Officially, Children’s Book Week begins tomorrow but, happily as usual, I have already done some Country Book Week sessions in Albany where I was invited to talk specifically about Black Jack Anderson, because of his strong links with the town.
Of course an enormous amount has changed since Anderson deserted the whaling ship he arrived on, early in 1827. But to their credit the people of Albany have managed to preserve three significant sites that are closely connected to the story of Western Australia’s only pirate. And since I would be talking to groups who may well recognise my photos of those sites, taken while I was doing my research in the town, I decided to develop a new workshop especially for the visit.
The site of the trial of Black Jack Anderson in 1835, in a room at the Military Barracks because there was no Court House, is now Lawley Park. But the original town plan is very revealing and shows where the Barracks were situated, overlooking the harbour.
The house of Patrick Taylor JP, however, has been preserved and lovingly restored by the Albany Historical Society.

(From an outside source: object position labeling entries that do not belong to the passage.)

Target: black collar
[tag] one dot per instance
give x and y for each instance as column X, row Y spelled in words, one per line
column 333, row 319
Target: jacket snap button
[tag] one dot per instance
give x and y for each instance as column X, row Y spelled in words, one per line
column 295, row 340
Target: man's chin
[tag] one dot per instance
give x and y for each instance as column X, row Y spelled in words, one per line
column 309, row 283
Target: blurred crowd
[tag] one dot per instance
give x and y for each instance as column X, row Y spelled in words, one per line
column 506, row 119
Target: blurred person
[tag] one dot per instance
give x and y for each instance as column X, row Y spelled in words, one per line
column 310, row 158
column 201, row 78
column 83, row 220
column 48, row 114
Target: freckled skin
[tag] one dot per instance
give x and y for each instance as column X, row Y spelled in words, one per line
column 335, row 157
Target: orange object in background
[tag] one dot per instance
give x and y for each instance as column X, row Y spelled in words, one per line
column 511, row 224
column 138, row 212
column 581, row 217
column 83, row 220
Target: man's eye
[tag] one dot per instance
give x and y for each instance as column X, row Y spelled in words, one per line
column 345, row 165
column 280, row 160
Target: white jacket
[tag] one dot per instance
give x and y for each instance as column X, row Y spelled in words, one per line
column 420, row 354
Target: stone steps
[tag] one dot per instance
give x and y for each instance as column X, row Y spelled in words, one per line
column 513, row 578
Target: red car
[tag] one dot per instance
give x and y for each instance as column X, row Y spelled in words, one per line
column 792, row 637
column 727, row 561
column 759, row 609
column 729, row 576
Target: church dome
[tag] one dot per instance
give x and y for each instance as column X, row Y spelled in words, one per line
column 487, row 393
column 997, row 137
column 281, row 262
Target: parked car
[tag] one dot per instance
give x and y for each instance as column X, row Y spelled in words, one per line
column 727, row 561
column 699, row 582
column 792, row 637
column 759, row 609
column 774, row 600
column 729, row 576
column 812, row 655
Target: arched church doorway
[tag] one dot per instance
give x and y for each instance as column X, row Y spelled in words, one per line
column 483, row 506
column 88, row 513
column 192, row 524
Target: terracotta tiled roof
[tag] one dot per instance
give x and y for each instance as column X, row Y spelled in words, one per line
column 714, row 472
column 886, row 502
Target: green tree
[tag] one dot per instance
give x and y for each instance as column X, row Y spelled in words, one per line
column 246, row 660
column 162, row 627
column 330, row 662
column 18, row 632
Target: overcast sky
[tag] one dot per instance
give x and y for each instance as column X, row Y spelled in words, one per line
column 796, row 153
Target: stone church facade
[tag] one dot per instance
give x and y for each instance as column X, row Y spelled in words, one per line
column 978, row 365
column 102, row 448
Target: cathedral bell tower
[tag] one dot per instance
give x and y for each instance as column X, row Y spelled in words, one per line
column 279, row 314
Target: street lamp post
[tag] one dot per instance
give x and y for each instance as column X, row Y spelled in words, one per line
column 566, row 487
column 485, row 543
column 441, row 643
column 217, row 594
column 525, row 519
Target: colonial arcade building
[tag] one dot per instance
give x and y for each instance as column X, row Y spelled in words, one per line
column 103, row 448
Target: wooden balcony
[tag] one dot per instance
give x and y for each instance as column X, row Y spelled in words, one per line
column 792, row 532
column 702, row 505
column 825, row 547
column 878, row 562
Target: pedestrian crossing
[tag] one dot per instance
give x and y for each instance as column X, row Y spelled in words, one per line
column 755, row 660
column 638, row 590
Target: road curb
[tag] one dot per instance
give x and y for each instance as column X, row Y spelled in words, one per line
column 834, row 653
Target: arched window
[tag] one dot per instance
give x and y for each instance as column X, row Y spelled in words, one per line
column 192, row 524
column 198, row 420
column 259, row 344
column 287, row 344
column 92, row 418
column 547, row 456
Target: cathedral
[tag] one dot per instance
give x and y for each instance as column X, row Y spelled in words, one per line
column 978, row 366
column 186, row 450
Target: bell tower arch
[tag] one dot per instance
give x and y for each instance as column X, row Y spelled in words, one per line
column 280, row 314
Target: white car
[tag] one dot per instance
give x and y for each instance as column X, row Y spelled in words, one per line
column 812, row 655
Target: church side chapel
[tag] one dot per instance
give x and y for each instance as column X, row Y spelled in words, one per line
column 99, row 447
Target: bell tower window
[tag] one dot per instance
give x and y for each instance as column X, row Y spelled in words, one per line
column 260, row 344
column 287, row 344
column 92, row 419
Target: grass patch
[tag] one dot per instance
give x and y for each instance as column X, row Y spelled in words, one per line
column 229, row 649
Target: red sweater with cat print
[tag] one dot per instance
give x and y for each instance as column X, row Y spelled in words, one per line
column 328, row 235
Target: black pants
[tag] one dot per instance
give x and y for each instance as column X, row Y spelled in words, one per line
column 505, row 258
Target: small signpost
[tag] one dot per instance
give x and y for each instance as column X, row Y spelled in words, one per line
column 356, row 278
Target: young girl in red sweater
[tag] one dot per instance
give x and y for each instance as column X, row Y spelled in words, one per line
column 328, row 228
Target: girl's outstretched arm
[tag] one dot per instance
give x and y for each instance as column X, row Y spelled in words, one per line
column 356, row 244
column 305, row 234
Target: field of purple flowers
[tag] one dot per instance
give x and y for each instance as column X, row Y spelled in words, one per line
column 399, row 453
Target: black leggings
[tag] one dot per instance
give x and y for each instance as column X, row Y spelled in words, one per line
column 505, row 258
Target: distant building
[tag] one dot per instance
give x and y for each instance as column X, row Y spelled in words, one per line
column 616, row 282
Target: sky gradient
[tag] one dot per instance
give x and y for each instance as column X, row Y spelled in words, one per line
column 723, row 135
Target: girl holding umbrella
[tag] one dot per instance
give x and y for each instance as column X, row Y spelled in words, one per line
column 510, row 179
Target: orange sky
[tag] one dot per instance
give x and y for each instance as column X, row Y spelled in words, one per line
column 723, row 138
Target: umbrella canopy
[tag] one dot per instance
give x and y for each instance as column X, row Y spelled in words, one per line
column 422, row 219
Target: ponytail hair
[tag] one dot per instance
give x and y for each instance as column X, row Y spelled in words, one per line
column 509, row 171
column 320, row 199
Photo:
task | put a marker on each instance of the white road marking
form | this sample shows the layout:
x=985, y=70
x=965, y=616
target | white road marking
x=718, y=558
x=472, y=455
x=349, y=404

It was there that the tormented Nimble Gimble knocked nervously on the door in 1837, two years after the death of Anderson, and made a statutory declaration to the JP. The events leading up to the murder of Anderson had been playing on his mind so much that Gimble felt the only way to be free of the dreams that haunted him was to tell what he knew. Because Gimble described to Patrick Taylor, in detail, what life was like on Middle Island with Anderson and the band of pirates we have, to this day, a reliable eye-witness account of those people and events.
The other building that has survived in Albany, preserved by the Heritage Trust but sadly not open to the public, is the one where Dorothy Newell, Anderson’s mistress, lived and died. This is not her original family home, which was a very rough tumble-down cottage and was barely still standing in 1835, when she returned from Middle Island to try and salvage what was left of her family. Some years after Anderson’s death, Dorothy (who was also known as Dolly) married George Petit and moved in to what is now known as Dolly Petit’s house. Dolly survived her husband by more than twenty years, living alone in the house and, at one time, making and selling sweets from the premises. It is here that her ghost has been seen, huddled in a chair in front of the fireplace, on stormy winter nights. And sometimes, also on stormy winter nights, a large male figure is seen to come up from the sea and enter the house, which is very close to the harbour. This figure is said to go around the house, as if checking that all is well, before returning to the sea.
I don’t know about you, but I think there can be no doubt that this is the ghost of Black Jack Anderson.